Se puede y se debe empatizar con el miedo que cualquier aficionado decente suele sentir en presencia de un ultra, da igual del equipo que sea. Y quien dice un ultra, dice una docena. O un centenar, pues el ultra suele ir acompañado de otros ultras, siempre en manada, que es su manera de entender la militancia dentro del fútbol y por lo tanto también en la vida, dentro del mundo. “No es saber que tienes a tus amigos detrás, sino saber que tú estás detrás de tus amigos”, dice Elijah Wood en aquella película tan mala (spoiler: los ultras no tienen amigos). Acosan, insultan, agreden, abusan… Y el hincha normal aguanta, como debe de ser. Porque esa no es su lucha y porque de valientes están los cementerios llenos. También porque nadie con dos dedos de frente acude a un campo de fútbol para hacerse el héroe o comenzar una revolución, tan solo para ver perder o empatar a su equipo. A veces incluso para verlo ganar.
Lo ocurrido el domingo en Cornellá es la enésima demostración de que los clubes siguen secuestrados por estas masas informes de supuestos hinchas que se limitan a fagocitar un sentimiento en busca de algún tipo de recompensa. Y podríamos discutir largo y tendido sobre si algunos de esos clubes se han quitado –o no– de encima a semejantes elementos: quizá de puertas para adentro, pero ahí siguen, esperando cualquier oportunidad de sacar provecho a su condición de colectivo. Puede ser un partido de fútbol en campo contrario, en una ciudad vecina o en el extranjero. O puede ser en una manifestación instigada por nazis metidos a empresarios. El ultra, casi por definición, tampoco es quisquilloso. Eso lo deja a quienes tienen costumbre de sacar la cara por ellos. En público, a rostro descubierto, utilizando redes sociales o medios de comunicación más tradicionales para refocilarse en cualquiera que haya sido la infamia perpetrada por el nazi, por el matón, por el ultra.
Decir que el Barça provocó a los ultras del Espanyol por celebrar el título de Liga sobre el césped nos devuelve a un tiempo donde las reglas se escribían con sangre y el fútbol era un lugar poco apto para las niñas, sus padres, los abuelos y las familias. Un lugar donde el ultra imponía su voz a la totalidad del estadio y el aficionado normal se unía o cerraba la boca. Si acaso la abría para comerse un bocadillo. Y gracias, porque la alternativa bien podría ser comerse una hostia. En el fútbol no se ríe. Al fútbol no se va a disfrutar. Ni a compartir algunos de los valores intrínsecos al deporte: al fútbol se va a vencer o a morir y, en su defecto, a matar. “¡A por ellos!”, gritaban los ultras sin tatuajes ni botas reforzadas a los otros, a los que bajaron a perseguir futbolistas por confundir su guarida con un campo de fútbol, su guerra con un deporte. No suelen ser tan peligrosos como los que pegan, pero huelen a lo mismo.

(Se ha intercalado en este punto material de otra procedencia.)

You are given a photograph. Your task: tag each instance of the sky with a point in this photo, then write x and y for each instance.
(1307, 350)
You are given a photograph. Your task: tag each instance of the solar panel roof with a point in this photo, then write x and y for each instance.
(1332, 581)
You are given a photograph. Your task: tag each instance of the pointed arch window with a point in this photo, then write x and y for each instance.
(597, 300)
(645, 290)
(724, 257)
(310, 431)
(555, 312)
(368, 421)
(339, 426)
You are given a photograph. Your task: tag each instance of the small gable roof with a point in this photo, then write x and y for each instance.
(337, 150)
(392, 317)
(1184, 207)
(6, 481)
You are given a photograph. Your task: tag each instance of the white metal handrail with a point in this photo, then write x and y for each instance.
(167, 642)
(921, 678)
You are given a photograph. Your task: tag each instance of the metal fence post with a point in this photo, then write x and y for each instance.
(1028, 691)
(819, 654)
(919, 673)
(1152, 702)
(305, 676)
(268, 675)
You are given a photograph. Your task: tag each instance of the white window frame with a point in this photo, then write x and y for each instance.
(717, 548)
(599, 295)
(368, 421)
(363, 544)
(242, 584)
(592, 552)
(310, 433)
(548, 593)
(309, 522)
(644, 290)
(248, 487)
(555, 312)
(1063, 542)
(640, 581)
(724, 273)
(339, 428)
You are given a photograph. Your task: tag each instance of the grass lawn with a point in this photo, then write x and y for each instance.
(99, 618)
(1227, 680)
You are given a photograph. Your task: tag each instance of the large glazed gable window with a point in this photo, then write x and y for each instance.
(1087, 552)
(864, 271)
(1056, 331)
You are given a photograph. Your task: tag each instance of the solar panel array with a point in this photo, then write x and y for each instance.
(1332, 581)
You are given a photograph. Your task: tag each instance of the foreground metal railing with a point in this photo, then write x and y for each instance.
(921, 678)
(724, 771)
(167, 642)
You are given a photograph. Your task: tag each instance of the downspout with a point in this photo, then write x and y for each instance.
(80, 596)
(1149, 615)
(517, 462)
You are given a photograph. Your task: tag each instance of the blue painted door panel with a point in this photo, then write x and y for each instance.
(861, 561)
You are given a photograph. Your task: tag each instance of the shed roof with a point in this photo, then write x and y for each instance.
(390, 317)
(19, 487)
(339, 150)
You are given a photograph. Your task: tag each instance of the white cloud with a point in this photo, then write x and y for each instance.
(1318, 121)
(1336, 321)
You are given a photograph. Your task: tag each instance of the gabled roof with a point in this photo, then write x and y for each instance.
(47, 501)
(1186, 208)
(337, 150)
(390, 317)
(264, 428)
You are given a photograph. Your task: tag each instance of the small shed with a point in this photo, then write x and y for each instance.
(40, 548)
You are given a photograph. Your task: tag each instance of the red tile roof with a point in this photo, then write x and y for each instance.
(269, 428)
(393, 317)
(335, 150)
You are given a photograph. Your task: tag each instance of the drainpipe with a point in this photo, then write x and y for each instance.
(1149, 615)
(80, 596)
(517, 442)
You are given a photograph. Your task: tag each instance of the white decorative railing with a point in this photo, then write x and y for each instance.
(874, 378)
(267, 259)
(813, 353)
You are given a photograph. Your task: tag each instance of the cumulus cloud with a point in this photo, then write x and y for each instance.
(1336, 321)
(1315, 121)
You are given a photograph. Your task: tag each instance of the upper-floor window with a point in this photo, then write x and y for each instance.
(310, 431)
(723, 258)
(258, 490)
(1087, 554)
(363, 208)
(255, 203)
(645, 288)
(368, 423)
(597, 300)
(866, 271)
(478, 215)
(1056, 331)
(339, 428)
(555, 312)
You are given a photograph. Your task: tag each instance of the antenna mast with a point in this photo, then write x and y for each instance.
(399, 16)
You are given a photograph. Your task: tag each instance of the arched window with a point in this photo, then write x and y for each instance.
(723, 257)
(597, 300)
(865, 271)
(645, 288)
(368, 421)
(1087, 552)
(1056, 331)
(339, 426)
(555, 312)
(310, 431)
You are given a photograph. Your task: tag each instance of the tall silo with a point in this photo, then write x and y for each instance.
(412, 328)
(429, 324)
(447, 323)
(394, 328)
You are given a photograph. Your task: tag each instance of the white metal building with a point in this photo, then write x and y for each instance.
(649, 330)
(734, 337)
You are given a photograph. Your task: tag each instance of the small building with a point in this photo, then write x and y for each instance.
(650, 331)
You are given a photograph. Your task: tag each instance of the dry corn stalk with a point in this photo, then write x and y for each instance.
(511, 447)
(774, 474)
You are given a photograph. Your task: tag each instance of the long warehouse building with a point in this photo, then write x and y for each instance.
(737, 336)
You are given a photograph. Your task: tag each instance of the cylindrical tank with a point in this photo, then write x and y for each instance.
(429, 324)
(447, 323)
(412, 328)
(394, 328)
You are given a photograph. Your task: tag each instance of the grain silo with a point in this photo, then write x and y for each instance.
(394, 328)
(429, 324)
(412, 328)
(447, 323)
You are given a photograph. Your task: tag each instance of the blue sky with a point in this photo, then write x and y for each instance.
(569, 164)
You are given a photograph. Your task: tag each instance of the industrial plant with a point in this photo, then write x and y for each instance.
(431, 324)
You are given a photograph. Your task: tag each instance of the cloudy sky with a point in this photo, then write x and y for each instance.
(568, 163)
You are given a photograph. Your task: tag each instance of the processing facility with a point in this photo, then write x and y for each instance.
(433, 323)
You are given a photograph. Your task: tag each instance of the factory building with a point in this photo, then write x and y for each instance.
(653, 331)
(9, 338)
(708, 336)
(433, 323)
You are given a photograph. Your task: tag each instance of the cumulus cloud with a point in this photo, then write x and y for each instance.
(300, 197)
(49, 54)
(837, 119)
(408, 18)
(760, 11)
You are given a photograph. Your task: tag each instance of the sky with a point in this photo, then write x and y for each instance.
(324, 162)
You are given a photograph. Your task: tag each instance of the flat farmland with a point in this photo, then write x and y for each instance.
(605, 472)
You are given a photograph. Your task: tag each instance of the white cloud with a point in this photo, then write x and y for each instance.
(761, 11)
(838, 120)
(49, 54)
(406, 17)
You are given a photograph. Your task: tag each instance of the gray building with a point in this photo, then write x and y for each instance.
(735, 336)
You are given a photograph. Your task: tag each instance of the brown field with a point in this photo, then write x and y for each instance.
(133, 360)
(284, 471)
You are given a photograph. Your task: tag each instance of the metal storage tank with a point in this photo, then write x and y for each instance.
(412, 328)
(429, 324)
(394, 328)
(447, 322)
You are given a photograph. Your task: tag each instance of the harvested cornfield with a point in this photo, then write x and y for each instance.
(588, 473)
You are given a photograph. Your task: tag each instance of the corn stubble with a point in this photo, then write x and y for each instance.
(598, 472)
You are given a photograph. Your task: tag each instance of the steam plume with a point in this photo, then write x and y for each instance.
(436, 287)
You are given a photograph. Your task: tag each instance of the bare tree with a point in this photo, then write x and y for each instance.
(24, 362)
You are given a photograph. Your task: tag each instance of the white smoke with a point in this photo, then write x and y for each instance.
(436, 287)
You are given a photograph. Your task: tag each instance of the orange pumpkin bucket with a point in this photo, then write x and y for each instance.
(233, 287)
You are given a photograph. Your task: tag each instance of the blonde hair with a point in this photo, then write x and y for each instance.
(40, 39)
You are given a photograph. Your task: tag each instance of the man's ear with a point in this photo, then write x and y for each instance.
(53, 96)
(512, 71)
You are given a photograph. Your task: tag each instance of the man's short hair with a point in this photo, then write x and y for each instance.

“Los ultras son así” y “no hay ultra pequeño” podrían ser frases de fútbol, por qué no. O de aficionado que lo confunde con un entretenimiento simple. O de quienes amparan a los muy simples, a los violentos, ya sea permitiéndoles un lugar preferente en el estadio o un espacio de honor en los editoriales. “Que cada palo aguante su ultra”. Pero que nadie se atreva a tomar por cobardes a los demás porque algunas veces solo existe una forma digna de salir de tu propio estadio y es salir espantado.